Verwertungsverbot für von der Staatsanwaltschaft sichergestellte Festplatte im Besteuerungsverfahren
BFH Beschluss vom 23. April 2025, I B 51/22
Der Bundesfinanzhof (BFH) hat entschieden, dass Erkenntnisse aus der Auswertung einer von der Staatsanwaltschaft sichergestellten Festplatte
im Besteuerungsverfahren einem qualifizierten Verwertungsverbot unterliegen können.
Dies gilt insbesondere dann, wenn die Festplatte im Rahmen eines gegen eine andere Person wegen einer Nichtsteuerstraftat geführten Ermittlungsverfahrens sichergestellt und dem Außenprüfer von der
Staatsanwaltschaft ohne vorherige Durchsicht nach § 110 der Strafprozessordnung (StPO) zur vollständigen Auswertung überlassen wurde.

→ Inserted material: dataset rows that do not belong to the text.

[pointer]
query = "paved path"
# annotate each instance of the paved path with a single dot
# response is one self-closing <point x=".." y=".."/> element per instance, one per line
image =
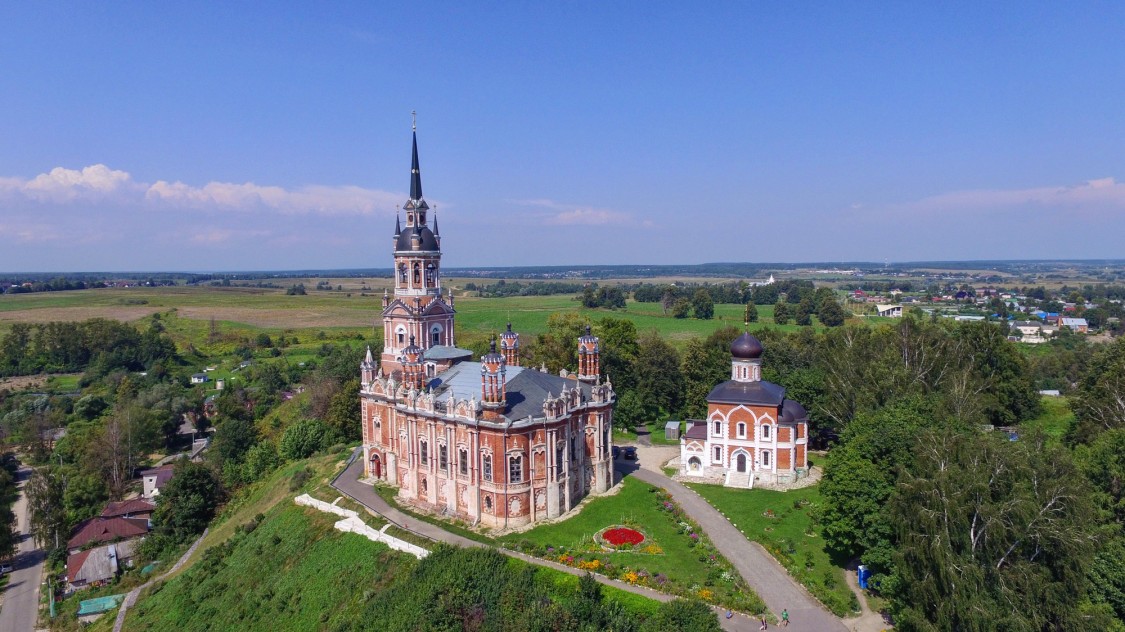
<point x="761" y="570"/>
<point x="21" y="596"/>
<point x="131" y="599"/>
<point x="348" y="482"/>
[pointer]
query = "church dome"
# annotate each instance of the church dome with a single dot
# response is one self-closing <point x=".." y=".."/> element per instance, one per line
<point x="746" y="348"/>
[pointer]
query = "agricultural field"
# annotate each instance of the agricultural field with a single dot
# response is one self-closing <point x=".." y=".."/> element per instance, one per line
<point x="246" y="312"/>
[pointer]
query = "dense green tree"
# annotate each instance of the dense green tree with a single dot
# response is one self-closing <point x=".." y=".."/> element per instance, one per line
<point x="187" y="502"/>
<point x="659" y="381"/>
<point x="830" y="314"/>
<point x="305" y="438"/>
<point x="991" y="535"/>
<point x="781" y="313"/>
<point x="750" y="314"/>
<point x="343" y="416"/>
<point x="703" y="305"/>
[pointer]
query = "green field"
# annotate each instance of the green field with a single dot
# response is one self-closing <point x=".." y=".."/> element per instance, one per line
<point x="678" y="565"/>
<point x="782" y="522"/>
<point x="245" y="312"/>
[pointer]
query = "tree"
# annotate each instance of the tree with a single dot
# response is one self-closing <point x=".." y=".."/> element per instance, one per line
<point x="659" y="380"/>
<point x="47" y="516"/>
<point x="303" y="439"/>
<point x="343" y="416"/>
<point x="991" y="534"/>
<point x="187" y="502"/>
<point x="830" y="313"/>
<point x="752" y="314"/>
<point x="781" y="313"/>
<point x="681" y="308"/>
<point x="702" y="305"/>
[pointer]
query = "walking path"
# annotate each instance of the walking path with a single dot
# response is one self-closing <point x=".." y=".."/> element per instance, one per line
<point x="131" y="599"/>
<point x="804" y="612"/>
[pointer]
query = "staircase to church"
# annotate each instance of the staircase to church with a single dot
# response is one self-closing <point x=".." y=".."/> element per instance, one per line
<point x="739" y="479"/>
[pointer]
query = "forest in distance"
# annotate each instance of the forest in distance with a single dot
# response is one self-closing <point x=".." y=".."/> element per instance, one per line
<point x="1031" y="529"/>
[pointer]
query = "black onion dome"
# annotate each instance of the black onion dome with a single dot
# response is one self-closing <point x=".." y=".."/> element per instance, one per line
<point x="746" y="348"/>
<point x="426" y="240"/>
<point x="791" y="412"/>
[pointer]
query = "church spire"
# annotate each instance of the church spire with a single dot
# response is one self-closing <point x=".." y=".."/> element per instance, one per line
<point x="415" y="173"/>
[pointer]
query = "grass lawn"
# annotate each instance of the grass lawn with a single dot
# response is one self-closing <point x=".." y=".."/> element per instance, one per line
<point x="789" y="534"/>
<point x="677" y="565"/>
<point x="1054" y="421"/>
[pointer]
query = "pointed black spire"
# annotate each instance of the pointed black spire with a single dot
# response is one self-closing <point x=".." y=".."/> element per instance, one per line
<point x="415" y="174"/>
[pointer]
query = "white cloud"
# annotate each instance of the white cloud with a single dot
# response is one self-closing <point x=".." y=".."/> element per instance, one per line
<point x="100" y="183"/>
<point x="1097" y="196"/>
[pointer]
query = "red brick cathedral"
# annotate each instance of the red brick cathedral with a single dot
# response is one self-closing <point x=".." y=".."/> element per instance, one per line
<point x="489" y="442"/>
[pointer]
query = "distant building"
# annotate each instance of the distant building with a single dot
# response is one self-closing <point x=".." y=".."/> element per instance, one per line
<point x="489" y="442"/>
<point x="155" y="479"/>
<point x="752" y="430"/>
<point x="1074" y="324"/>
<point x="889" y="310"/>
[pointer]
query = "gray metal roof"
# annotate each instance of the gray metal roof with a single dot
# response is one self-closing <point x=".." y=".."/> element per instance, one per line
<point x="525" y="393"/>
<point x="763" y="393"/>
<point x="446" y="352"/>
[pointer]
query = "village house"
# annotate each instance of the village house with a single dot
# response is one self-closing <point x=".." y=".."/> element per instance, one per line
<point x="752" y="431"/>
<point x="489" y="442"/>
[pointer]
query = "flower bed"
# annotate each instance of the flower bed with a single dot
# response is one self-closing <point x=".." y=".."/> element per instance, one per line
<point x="622" y="536"/>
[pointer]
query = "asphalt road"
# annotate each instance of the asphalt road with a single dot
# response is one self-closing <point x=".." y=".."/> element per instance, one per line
<point x="21" y="596"/>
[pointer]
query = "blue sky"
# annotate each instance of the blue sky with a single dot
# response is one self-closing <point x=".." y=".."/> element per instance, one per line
<point x="239" y="136"/>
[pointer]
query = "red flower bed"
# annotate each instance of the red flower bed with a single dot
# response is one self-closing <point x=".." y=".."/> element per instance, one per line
<point x="622" y="535"/>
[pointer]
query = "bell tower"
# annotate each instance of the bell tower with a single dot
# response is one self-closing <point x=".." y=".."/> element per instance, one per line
<point x="416" y="312"/>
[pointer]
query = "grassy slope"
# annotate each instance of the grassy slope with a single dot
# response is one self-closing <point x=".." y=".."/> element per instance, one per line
<point x="790" y="536"/>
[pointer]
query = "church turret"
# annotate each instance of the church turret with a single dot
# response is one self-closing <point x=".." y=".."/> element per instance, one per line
<point x="493" y="379"/>
<point x="746" y="359"/>
<point x="590" y="362"/>
<point x="510" y="346"/>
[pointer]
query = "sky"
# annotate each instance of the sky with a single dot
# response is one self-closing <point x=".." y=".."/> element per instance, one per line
<point x="196" y="136"/>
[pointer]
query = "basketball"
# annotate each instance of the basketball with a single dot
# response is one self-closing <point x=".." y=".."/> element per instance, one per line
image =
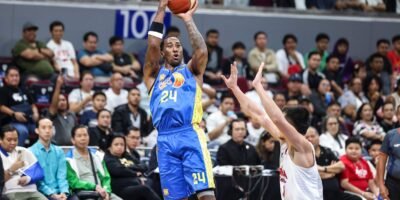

Im vorliegenden Fall ging es um die Frage, ob eine zypriotische Kapitalgesellschaft (Klägerin) in den Jahren 2009 bis 2012 in Deutschland unbeschränkt steuerpflichtig war.
Streitig war insbesondere der Ort der Geschäftsleitung.
Das Finanzamt (FA) stützte sich bei seiner Beurteilung unter anderem auf E-Mail-Verkehr, der auf einer Festplatte gefunden wurde, welche die Staatsanwaltschaft im Rahmen eines Ermittlungsverfahrens wegen
Wertpapierhandelsdelikten gegen die Gesellschafter der Muttergesellschaft der Klägerin sichergestellt hatte.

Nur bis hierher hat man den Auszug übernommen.